The dots connected throughout the pandemic. CWU members described how some congressional offices disregarded the health of their workers. One example given was about elected officials or chiefs of staff testing positive for COVID-19 without telling the other staffers. A CWU organizer told the Prospect that this translated to a sense of “disposability,” resulting in a fearful environment that leaves staffers hindered from doing their job.

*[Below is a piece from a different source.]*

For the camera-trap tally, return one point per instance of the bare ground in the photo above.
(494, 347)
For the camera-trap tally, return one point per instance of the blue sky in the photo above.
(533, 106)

And the culmination of this was the Capitol Riot on January 6, 2021, when their workplace literally became a battleground. That accelerated a growing problem of worker retention. The average tenure of staff in the House is around three years. Last year, CWU said, the turnover rate was the worst it has ever been.
The result is that staffers who initially come to Washington wanting to do public service soon thereafter enter the private sector as lobbyists. CWU members explained that last year, the lobbying industry spent $2.47 billion on an estimated 11,000 staff, while Congress spent $1.48 billion on approximately 9,000 staffers.
While a multitude of factors influence the revolving door, and a union wouldn’t stop the practice entirely, CWU workers said that a union would at least give staffers the opportunity to stay in public service. Many staffers leave the Hill because it’s incompatible with markers of adulthood like starting a family and buying a house.
The sentiment isn’t just limited to one party either. CWU organizers told the Prospect that Republican congressional staffers are also sick of being impeded in their ability to do their jobs because of the outsized influence of lobbyists and other special-interest groups.
YESTERDAY’S VOTE IS JUST THE BEGINNING of what CWU expects to be a long process that will show whether lawmakers and senior staff truly can walk the talk. As one organizer put it, “Negotiating in good faith with the CWU is an opportunity for our bosses to do their jobs better.”
Levin, himself a former union organizer, explained that he told his staff that if they wanted to form a union unaffiliated with CWU, his office would recognize them. But at the same time, he worried that a union that does not represent all congressional workers would essentially create a blacklist for staffers after they left his office.
Most of the feedback across the Hill is supportive, according to one CWU member. But in the long run, they said, “Management has a vested interest in dissuading us from the [bargaining] table.” The criticism CWU hears about their organizing effort mirrors the same dynamics that workers across the country have experienced. While organizers refrained from describing it as retaliation, they said that stories have circulated about management telling employees that they can negotiate for workplace improvements through non-collective-bargaining efforts, or that some things that CWU is asking for are entirely impossible.
CWU added that, even though reports say they wouldn’t be able to negotiate their wages, that’s without a factual basis. Under the Congressional Accountability Act, they are granted those rights by the Office of Congressional Workplace Rights. “It’s not up to management to say how this process works out,” noted one CWU member.
I asked the CWU about where their organizing efforts fit into the larger narrative of a resurgent labor movement across the country. One staffer told me, “It’s about time it reached the halls of Congress.” The CWU has developed a keen synthesis between understanding that Congress is not working as it should, and how improvement in their working conditions can facilitate a more democratic process. They said that many congressional staffers don’t have prior labor organizing experience; however, they’ve seen up close how corporate power, intentionally wrought by federal policy, has decimated the economy and the power workers once had.
A union “gives us a voice,” one member added. “We carry out democracy every day, but we don’t have it in our offices.”